There's nothing worse than losing your child in a block fire.

view overlooking Hua Hin Thailand

After our idyllic rest in Petchburi, we were off again. Just two hours south of Petchburi is Hua Hin, a fabulous seaside town with cute guesthouses all over the place. We made our way from the station on a tuk-tuk.

When we were staying in a small town, it wasn't long before my daughter made friends with all the local kids. I let her go to their houses and do things in the area with them because it was safe and she had so much fun with them. She had to always tell me where she was going. Some people thought I was slack with my daughter's safety because I could read their expressions, but I didn't believe in keeping her beside me every second of the day. She'd be bored. If I was drinking coffee downstairs and my daughter came running up with a friend to tell me she was off again to do something else, I was sometimes asked "You just let her go off like that?" Um, yes, but if I didn't get a good vibe about the kid she'd met it would be no.
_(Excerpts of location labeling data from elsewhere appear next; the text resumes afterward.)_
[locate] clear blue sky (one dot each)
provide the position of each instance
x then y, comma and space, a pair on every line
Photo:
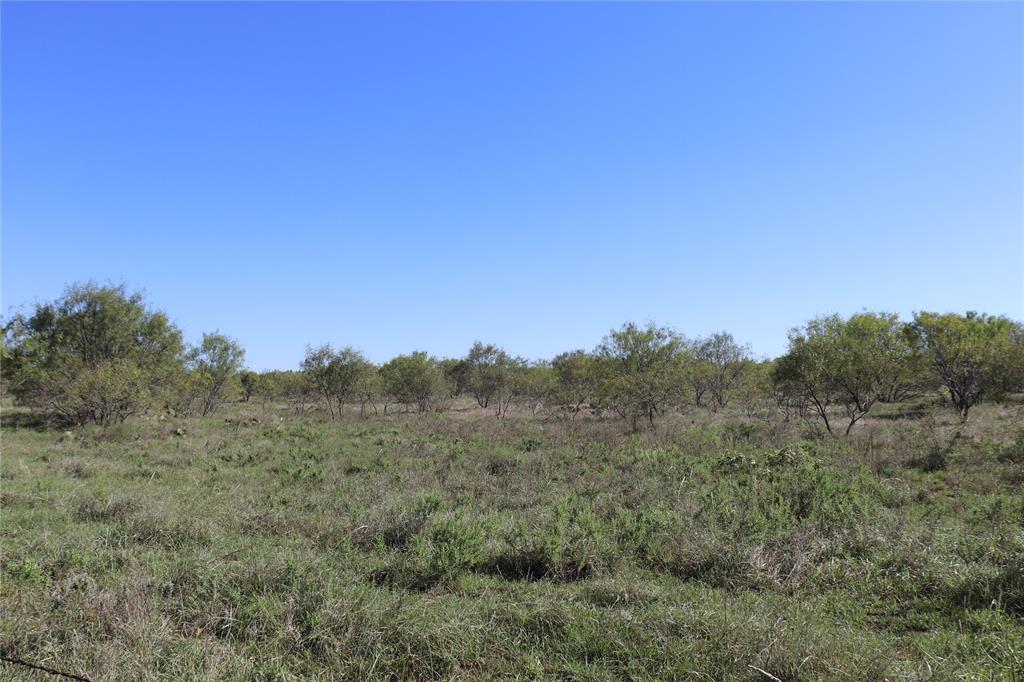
417, 176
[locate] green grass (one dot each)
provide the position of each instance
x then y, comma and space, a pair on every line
464, 547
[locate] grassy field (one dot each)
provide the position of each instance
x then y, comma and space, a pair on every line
260, 544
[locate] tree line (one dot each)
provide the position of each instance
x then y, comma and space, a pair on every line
99, 353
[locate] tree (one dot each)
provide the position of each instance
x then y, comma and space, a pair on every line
488, 369
851, 364
335, 375
574, 381
719, 366
972, 354
94, 354
457, 375
213, 363
250, 382
640, 371
415, 379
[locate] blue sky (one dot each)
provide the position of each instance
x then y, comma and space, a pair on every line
417, 176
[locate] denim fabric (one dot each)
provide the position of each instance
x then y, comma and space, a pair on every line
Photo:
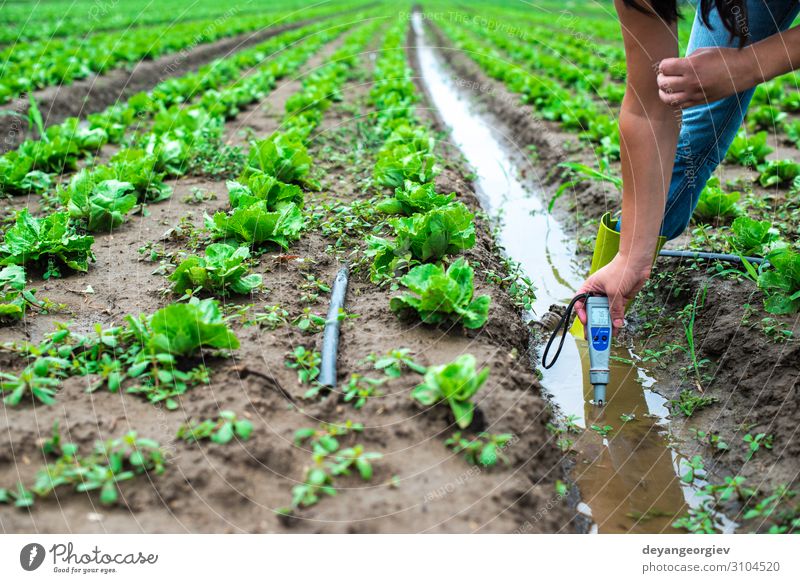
708, 130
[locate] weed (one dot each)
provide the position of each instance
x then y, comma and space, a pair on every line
305, 362
690, 402
486, 449
756, 442
221, 430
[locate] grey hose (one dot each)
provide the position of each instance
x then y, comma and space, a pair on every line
330, 337
712, 256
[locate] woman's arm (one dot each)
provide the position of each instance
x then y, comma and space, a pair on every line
713, 73
648, 139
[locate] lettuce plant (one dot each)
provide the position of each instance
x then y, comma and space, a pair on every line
456, 383
423, 237
782, 282
14, 298
414, 198
223, 270
182, 329
52, 238
751, 236
257, 186
436, 295
17, 175
715, 204
281, 156
255, 224
400, 163
748, 150
101, 205
779, 172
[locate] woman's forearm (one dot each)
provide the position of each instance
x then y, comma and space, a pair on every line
648, 144
776, 55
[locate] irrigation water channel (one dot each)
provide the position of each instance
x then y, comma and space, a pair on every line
628, 481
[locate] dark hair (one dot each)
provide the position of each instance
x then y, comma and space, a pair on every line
733, 13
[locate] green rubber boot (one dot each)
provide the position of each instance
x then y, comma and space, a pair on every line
606, 247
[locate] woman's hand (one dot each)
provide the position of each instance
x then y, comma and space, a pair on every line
707, 75
620, 280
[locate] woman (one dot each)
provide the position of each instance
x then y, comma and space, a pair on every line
734, 46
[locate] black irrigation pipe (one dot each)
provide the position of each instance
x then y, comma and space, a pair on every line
712, 256
330, 337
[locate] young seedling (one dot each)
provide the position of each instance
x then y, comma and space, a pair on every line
329, 462
271, 318
456, 383
221, 430
709, 438
756, 442
605, 430
306, 362
395, 362
360, 388
690, 402
694, 469
309, 322
486, 449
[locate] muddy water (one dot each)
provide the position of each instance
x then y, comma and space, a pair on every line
628, 479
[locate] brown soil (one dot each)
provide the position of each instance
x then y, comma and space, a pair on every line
418, 486
539, 145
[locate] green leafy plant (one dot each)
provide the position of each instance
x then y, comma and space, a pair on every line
486, 449
221, 430
14, 298
456, 383
403, 162
329, 462
113, 461
423, 237
750, 237
605, 430
756, 442
39, 380
778, 172
694, 469
715, 204
436, 295
749, 150
395, 362
280, 155
260, 187
690, 402
781, 284
101, 205
255, 224
305, 362
359, 388
52, 239
413, 197
709, 438
223, 270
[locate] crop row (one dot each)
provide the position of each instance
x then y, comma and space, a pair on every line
77, 19
40, 64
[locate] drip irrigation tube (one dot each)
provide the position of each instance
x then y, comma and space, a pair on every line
330, 337
712, 256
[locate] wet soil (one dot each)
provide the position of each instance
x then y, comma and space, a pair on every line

The rules were: the kids had to bring her back and she wasn't allowed on the beach or the main streets. Do these kids look threatening? Does my daughter look like she's not enjoying herself?

street in Hua Hin Thailand

Hua Hin Thailand friends



Aimee's little friends brought her to the local school one day, perhaps she was show and tell. I didn't know exactly where the school was, but it wasn't that far away. I was having a coffee and reading the newspaper at the Headrock Cafe when suddenly I heard a great commotion and shouting coming from up the street. I looked up and saw a commotion. When I stood up to see what was going on, I gulped when I saw people running towards me clutching their belongings and dragging suitcases and wooden wagons and anything else they could carry. They were yelling in Thai words that I couldn't understand and I looked around for somebody who could tell me what was going on.
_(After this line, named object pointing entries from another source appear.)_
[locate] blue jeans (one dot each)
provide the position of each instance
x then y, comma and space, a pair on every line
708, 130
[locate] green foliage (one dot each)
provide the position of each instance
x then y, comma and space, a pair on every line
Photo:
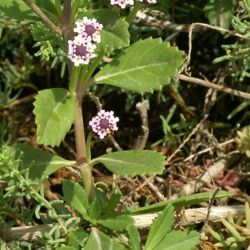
132, 162
161, 226
116, 221
100, 241
177, 240
75, 196
54, 111
232, 238
220, 12
243, 140
115, 34
49, 42
160, 237
237, 53
134, 238
145, 66
180, 202
18, 10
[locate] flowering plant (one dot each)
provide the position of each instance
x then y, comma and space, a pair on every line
140, 66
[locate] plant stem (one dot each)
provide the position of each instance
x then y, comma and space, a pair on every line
79, 130
88, 147
41, 14
59, 11
74, 77
75, 7
133, 12
86, 170
67, 29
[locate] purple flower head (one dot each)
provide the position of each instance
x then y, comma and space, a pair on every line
148, 1
104, 124
81, 50
122, 3
89, 27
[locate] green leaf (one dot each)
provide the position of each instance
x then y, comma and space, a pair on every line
76, 197
178, 240
161, 225
181, 202
134, 238
41, 164
18, 10
76, 237
219, 12
116, 221
100, 241
145, 66
132, 162
95, 209
112, 202
55, 112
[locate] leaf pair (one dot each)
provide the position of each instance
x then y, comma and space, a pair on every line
145, 66
76, 197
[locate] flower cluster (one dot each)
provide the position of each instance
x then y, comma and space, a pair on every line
82, 49
104, 124
125, 3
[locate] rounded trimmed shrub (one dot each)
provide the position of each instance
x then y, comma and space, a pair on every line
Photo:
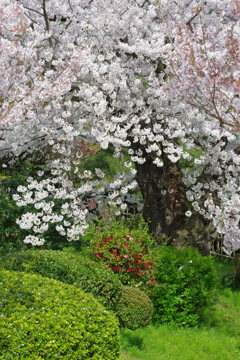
134, 308
185, 284
43, 318
84, 273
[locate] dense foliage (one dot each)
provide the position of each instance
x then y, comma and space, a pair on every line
155, 79
93, 278
126, 247
134, 308
45, 319
185, 283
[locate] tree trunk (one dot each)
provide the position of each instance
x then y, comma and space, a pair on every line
163, 195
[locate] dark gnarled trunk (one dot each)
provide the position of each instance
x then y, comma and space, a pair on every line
163, 195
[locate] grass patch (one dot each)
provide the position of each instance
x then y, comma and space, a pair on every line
165, 342
217, 337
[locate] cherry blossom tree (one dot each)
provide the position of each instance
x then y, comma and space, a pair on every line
159, 78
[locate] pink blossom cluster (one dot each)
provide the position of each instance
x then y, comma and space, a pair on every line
151, 76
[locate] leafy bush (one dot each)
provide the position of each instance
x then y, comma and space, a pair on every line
134, 308
185, 282
125, 247
46, 319
71, 269
11, 235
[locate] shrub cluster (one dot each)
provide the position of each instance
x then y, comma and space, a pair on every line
134, 308
93, 278
45, 319
126, 250
185, 282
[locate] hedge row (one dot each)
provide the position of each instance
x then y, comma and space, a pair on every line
45, 319
93, 278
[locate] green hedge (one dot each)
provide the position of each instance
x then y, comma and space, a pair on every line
185, 285
134, 308
43, 318
84, 273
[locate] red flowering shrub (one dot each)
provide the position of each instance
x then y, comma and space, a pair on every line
127, 254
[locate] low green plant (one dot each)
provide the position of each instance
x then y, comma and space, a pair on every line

Then I saw the smoke, billowing plumes of smoke rising above the flimsy wooden Hua Hin guesthouses that lined the street. Hidden behind the guesthouses were all the small huts, rooms, and lean-tos that house all the local Thais, and as I watched terrified people race by me, I wondered where the hell the local school was.

Hua Hin fire

Couches, chairs, dishes, bed-boards, mirrors, mattresses, clothing, tools - everything that could be dragged from their houses was in the street and stacked in towering heaps. People in their panic started throwing water at the fire from small pots and pans, which made about as much sense as bailing out a sinking ship with a cup.

Hua Hin man trying to put fire out with bucket

All of a sudden there was a roar from the flames and it looked like it was going to burn the whole block of houses down. The flames were racing up the dry tinder posts near to our guesthouse. Holy shit. Where's Aimee?
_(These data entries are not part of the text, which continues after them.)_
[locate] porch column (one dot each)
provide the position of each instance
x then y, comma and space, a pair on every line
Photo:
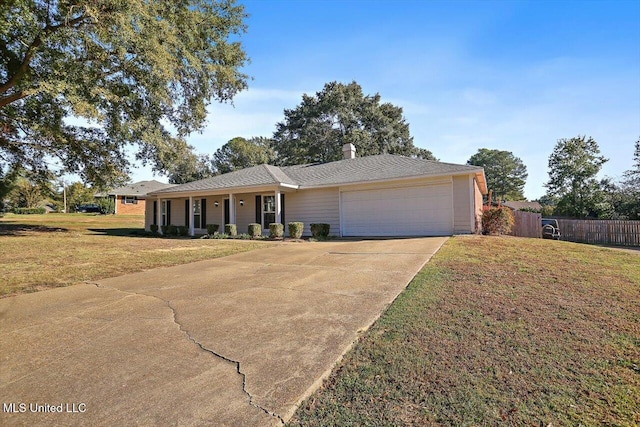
232, 209
191, 216
278, 207
159, 214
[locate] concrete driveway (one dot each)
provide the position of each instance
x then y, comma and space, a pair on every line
240, 340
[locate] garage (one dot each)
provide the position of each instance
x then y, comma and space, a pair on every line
425, 210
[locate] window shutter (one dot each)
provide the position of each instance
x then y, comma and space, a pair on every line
155, 212
259, 209
186, 212
203, 213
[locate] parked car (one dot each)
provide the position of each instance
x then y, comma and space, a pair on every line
550, 229
88, 208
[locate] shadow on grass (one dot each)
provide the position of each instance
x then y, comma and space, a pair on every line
22, 229
120, 232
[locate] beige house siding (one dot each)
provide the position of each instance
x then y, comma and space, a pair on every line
246, 214
462, 209
312, 206
148, 214
478, 206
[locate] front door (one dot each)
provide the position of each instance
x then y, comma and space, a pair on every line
268, 211
226, 213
flames rising high in Hua Hin fire

I raced up the stairs of my guesthouse two at a time and got my money and passport, then raced back down and into the crowd to search for Aimee. I didn't know if she was still at the school or what. Where the hell is the school? I ran around the streets calling her name, panicking, then circled back towards our guesthouse hoping she'd come back there. If they didn't get to the fire soon, every house would burn down because they were all built from wood.

It seemed longer than it was, but finally I heard sirens and horns blaring from the two fire trucks that were now snarled up in the narrow streets, desperately trying to navigate through the people and the household gear that was strewn everywhere, blocking the alleys. I tripped over furniture and pushed past people, including the firemen with their hoses aimed at the buildings, searching the crowds for what seemed like hours trying to find her when all of a sudden I heard 'Mommy! Mommy!' in the distance. I scanned the road again.

I couldn't see her, but she ran up behind me with her three little friends and grabbed on to me, babbling her story of the evacuation from the school and everybody running home and wasn't it scary? I grabbed her hand, breathing a huge sigh of relief. At the end of the street, we waited with all the others until the fire was extinguished and it was safe to go back in again.

Amazingly the firemen put it out - a catastrophe was thwarted!